Ebu Hanzala Kimdir, Tekfirci mi? Ebu Hanzala Sözleri
Ebu Hanzala (Halis Bayuncuk) 1 Şubat 1985 tarihinde Diyarbakır’da doğdu. Babası Hacı Bayuncuk, annesi Halide Bayuncuk olan Ebu Hanzala, aslen Bingöl’ün Yamaç Köyü’ndeki Zaza bir ailenin çocuğudur.
Konu İçeriği
Eğitimi
Diyarbakır İmam Hatip Lisesi’nde eğitimine devam etti. El-Ezher Üniversitesi’nde okumak üzere Mısır’a giden Halis Bayancuk, eğitim almasına rağmen “Eğitim vizesi” almadığı için okul hayatını resmi olarak tamamlayamadı.
Ebu Hanzala, Mısır’da yaşadığı dönemlerde Selef-i Nur Partisi başta olmak üzere çeşitli İslami gruplarla tanıştı ve böylelikle akide anlamında kafasındaki soru işaretlerini giderdi.
Halis Bayancuk, 2007 yılında Türkiye’ye döndükten bir süre sonra yeniden Mısır’a gitmek istese de Mısır yetkilileri tarafından ülkeye girişinin yasaklanması üzerine, İstanbul Bağcılar’da ikamet etmeye başladı.
Ebu Hanzala, İstanbul’un Bağcılar ilçesinde “tebliğ” çalışmalarına başladı. Bugüne kadar ki cemaat ve tarikatlardan farklı bir akide çizgisi ile meydana çıktığı için haliyle dikkatleri üzerine çekmeye başladı ve medyada “Selefi” olarak tanıtılmaya başlandı.
Tevhid Dergisi
Halis Bayancuk (Ebu Hanzala Hoca), çalışmalarına ağırlıklı olarak kendi çevresinde devam etti.
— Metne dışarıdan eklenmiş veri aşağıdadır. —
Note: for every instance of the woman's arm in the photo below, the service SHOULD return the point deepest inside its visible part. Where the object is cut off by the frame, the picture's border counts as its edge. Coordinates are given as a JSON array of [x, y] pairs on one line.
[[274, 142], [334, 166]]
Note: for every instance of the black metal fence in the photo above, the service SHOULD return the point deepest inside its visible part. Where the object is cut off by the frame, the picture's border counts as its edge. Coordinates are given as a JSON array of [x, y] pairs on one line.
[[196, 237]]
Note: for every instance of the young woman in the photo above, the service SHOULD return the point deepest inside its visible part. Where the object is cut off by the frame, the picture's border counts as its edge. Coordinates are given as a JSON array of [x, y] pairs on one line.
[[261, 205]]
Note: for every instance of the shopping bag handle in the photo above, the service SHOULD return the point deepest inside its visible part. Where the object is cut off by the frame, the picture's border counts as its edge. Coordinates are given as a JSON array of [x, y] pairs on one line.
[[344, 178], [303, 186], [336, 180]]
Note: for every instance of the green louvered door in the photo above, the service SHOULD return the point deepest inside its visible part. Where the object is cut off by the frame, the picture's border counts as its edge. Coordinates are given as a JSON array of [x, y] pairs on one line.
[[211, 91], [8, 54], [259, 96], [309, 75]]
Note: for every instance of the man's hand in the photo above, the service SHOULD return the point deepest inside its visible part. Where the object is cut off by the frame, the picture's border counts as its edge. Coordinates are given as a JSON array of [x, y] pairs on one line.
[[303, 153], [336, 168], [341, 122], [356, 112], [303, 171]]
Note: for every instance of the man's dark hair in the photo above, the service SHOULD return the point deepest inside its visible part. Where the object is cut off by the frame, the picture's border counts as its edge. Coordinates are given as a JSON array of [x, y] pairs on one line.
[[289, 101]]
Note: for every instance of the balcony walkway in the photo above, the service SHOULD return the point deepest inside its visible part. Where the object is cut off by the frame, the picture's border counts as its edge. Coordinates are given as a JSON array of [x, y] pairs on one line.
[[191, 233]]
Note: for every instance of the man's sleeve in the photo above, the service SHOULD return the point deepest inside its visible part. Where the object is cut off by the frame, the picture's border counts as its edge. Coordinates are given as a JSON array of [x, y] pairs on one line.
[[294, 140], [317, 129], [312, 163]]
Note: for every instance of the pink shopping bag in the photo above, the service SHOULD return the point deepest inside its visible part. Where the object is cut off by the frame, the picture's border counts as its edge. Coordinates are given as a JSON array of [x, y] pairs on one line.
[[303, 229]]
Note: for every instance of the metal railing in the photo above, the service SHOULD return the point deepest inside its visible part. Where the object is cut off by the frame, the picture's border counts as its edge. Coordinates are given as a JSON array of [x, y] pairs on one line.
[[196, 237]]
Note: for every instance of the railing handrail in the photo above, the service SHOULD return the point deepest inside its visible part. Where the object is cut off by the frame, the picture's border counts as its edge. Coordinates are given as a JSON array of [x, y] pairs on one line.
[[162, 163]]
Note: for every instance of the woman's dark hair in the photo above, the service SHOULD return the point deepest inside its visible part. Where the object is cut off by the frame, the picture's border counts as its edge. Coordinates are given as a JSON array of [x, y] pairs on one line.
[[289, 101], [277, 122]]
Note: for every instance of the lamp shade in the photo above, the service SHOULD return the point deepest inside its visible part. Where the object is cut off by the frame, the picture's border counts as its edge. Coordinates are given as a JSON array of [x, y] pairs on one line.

Öte yandan YouTube’da “Ebu Hanzala Hoca” isimli resmî bir kanal açarak, kurslarında verdiği sohbetleri, bu kanal üzerinden de yayınlamaya başladı.
YouTube kanalı dışında Ebu Hanzala’nın öncülüğünü ettiği Tevhid Dergisi de aynı amaçlar doğrultusunda yayın hayatına başladı.
Ebu Hanzala, cezaevi dönemlerinde de mektup yoluyla kaleme aldığı yazılarını Tevhid Dergisi’nde yayınlanmak üzere göndermeye devam etti.
Ebu Hanzala’nın Cezaevi Hayatı
Halis Bayancuk, yaptığı faaliyetlerinden dolayı, birçok yargılanma ile cezaevinde yaklaşık 15 yıl kadar yattı. İlk tutuklanması Nisan 2008’den, hüküm giydiği Şubat 2021’e kadar olan dönemde farklı mahkemelerce verilen gözaltı ve tutuklama kararları kapsamında toplamda 8 yıl tutuklu kaldı.
Lideri olduğu grubun bir sinagoga eylem düzenleyeceği iddiasıyla 35 kişi ile beraber 1 Nisan 2008 tarihinde gözaltına alındı ve üç gün sonra tutuklandı. Bir yıl tutuklu kaldıktan sonra 15 Mayıs 2009’da tahliye edildi.
12 Nisan 2011’de ikinci kez tutuklandı ve yaklaşık iki yıldan sonra 24 Ocak 2013’te delil yetersizliği nedeniyle tahliye edildi.
14 Ocak 2014’te El-Kaide operasyonu çerçevesinde tutuklandı. Ardından Irak ve Şam İslam Devleti’nin Türkiye lideri olduğu iddia edildi. 9 Ekim 2014’te yeniden serbest bırakıldı. Star Gazetesi’ne verdiği röportajda Gülen Cemaati’nin kendisine komplo kurduğunu iddia etti.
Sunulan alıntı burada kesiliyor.